Se por um lado pretendiam manter o esquema escondido, a ostentação de alguns PMs - alvos de uma operação na última segunda-feira (11) - despertou desconfiança dos colegas. Gastos pareciam não condizer com o salário de policial. Viagens internacionais, carros luxuosos, jantares em restaurantes caros passaram a pipocar nas redes sociais. A vida de glamour era atribuída ao salário da mulher, da renda da família ou de alguma herança.
— Chamava a atenção policial ostentando em ambientes luxuosos. Mas entre perceber e provar que aquilo ali não é legal é difícil — conta um colega de batalhão.
Enquanto uns esbanjavam, outros tentavam apagar rastros deixados pelo envolvimento com o crime. Chegavam a pedir para trocar de escala ou elogiavam uns aos outros para a chefia, como forma de serem considerados fora de suspeita. Mas nem sempre conseguiam esconder os lucros. No dia da operação, R$ 240 mil foram apreendidos entre eles.
— Ter R$ 18 mil na tua casa, debaixo do colchão, não dá. Sem contar a questão de policiais com droga dentro de casa. Uma coisa não casa com a outra. Não é por ser policial que fica isento — revolta-se um servidor do batalhão.
“Depuração dos quadros é necessária”, diz subcomandante da BM
O MP solicitou à Justiça o sequestro e o bloqueio de bens. O pedido foi parcialmente deferido.
— A ação foi clara demonstração de que a sociedade gaúcha e suas instituições públicas não são tolerantes a desvios de condutas dos agentes públicos, principalmente quando estas dizem respeito àqueles que têm o dever de fazer cumprir as leis e proteger as pessoas, no caso policiais.
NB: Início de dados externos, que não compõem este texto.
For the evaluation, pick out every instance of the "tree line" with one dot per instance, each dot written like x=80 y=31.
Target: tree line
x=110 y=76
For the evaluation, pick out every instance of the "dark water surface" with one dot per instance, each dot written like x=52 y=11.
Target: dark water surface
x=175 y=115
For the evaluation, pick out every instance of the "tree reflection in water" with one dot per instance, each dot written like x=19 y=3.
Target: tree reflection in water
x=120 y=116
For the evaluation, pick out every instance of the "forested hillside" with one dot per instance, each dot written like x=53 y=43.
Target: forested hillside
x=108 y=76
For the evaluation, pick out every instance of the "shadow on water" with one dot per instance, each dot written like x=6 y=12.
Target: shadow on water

A segurança deve começar dentro de casa e, por isso, a depuração dos quadros é necessária e tem o total apoio dos próprios profissionais — atesta o coronel Eduardo Biacchi, subcomandante-geral da Brigada Militar.
Agora, é urgente a continuidade do trabalho. Além dos policiais que acabaram presos, chegaram a ser realizadas buscas nas residências de outros PMs, sob investigação. A expectativa com as apreensões é de que surjam mais suspeitos e a descoberta de outros crimes. Se as informações de um único celular serviram para desencadear tantas descobertas, o conteúdo guardado nos 126 telefones apreendidos deve, no mínimo, surpreender. Os cinco dias das prisões temporárias venceram na sexta-feira e o MP pediu a renovação, que foi aceita pela Justiça – os flagrantes foram convertidos em preventivas. Os presos estão recolhidos no Presídio Militar da Capital.
O começo da apuração
As primeiras desconfianças de que algo estava errado dentro do 11º Batalhão de Polícia Militar – um dos três maiores de Porto Alegre – vieram justamente do lado oposto. Suspeitos de crimes reclamavam enquanto eram conduzidos às delegacias:
— Se fosse outro policial, a gente não estaria preso.
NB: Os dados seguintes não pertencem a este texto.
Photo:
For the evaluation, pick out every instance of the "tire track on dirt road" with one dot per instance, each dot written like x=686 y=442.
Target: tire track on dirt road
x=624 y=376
A frase, que poderia ser só forma de depreciar o trabalho dos PMs, começou a se repetir. Os presos resmungavam que se estivessem sob custódia de outra guarnição entregariam os produtos ilegais apreendidos (materiais furtados ou roubados, armas ou drogas) e sairiam livres.
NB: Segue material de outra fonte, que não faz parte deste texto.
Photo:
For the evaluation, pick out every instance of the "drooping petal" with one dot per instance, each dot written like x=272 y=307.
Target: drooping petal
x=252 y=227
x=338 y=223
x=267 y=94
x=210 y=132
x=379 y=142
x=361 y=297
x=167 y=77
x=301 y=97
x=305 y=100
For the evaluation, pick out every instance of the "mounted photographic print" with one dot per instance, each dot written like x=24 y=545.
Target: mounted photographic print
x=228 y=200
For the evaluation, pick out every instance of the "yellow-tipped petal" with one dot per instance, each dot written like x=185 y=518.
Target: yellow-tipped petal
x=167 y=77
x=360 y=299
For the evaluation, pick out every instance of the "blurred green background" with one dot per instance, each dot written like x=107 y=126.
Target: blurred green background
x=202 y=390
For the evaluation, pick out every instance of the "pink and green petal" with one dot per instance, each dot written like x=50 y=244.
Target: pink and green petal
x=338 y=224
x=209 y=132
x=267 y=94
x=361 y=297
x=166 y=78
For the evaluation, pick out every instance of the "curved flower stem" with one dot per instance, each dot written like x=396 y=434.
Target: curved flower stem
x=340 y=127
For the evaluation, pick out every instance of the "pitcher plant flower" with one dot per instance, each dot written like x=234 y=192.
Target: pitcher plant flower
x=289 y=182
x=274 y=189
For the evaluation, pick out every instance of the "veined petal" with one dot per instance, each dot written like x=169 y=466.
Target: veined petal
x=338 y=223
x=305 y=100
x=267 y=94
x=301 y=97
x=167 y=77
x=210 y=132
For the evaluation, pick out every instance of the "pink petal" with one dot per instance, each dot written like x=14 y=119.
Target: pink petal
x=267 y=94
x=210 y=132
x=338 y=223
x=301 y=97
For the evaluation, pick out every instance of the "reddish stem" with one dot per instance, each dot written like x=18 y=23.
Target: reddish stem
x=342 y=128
Do outro lado, os policiais, que não integravam o esquema, começaram a estranhar a incidência dos relatos contra seus colegas. Mas os presos não citavam nomes. E não havia como comprovar que isso estava ocorrendo.
Em maio do ano passado, nova suspeita recaiu sobre uma guarnição do batalhão. Um homem procurou a BM para contar que havia sido extorquido por dois PMs. Ele admitiu que fazia o transporte de R$ 4 mil em dinheiro, obtido com transações do jogo do bicho, e disse que durante o trajeto foi interceptado pelos policiais, que teriam ficado com a quantia.
– Eles identificaram a pessoa como sendo responsável por levar o dinheiro das bancas do jogo do bicho para determinado ponto e abordaram essa pessoa. O cara estava levando dinheiro da Bom Jesus para outro lugar e eles foram acompanhando. E só conseguiram abordar lá na Zona Norte – conta um PM, ouvido pela reportagem.
A Corregedoria foi informada do caso e buscas foram feitas na viatura e nos veículos particulares dos PMs. No carro de um deles, foram encontrados R$ 247 e com o outro R$ 1 mil – este último alegou que era dinheiro para pagar a pensão do filho. Os policiais negaram ter interceptado o homem e diziam não ter ido até o local onde teria ocorrido a abordagem.
GPS de viatura comprovou que PMs deixaram área de batalhão
Como saíram da área do batalhão – que se estende da Bom Jesus até o bairro Mont’Serrat – precisaram produzir relatório de serviço para justificar o percurso. Ali constava que tinham estado na área onde ocorreu a abordagem. Por meio do GPS da viatura, os investigadores conseguiram comprovar o trajeto do carro e a parada para abordar o “bicheiro”.
Os dois PMs foram presos, mas após três meses, deixaram o cárcere do 1º Batalhão de Operações Especiais (BOE), para onde são encaminhados policiais. E acabaram afastados da BM. Um deles acabou novamente preso na última segunda-feira.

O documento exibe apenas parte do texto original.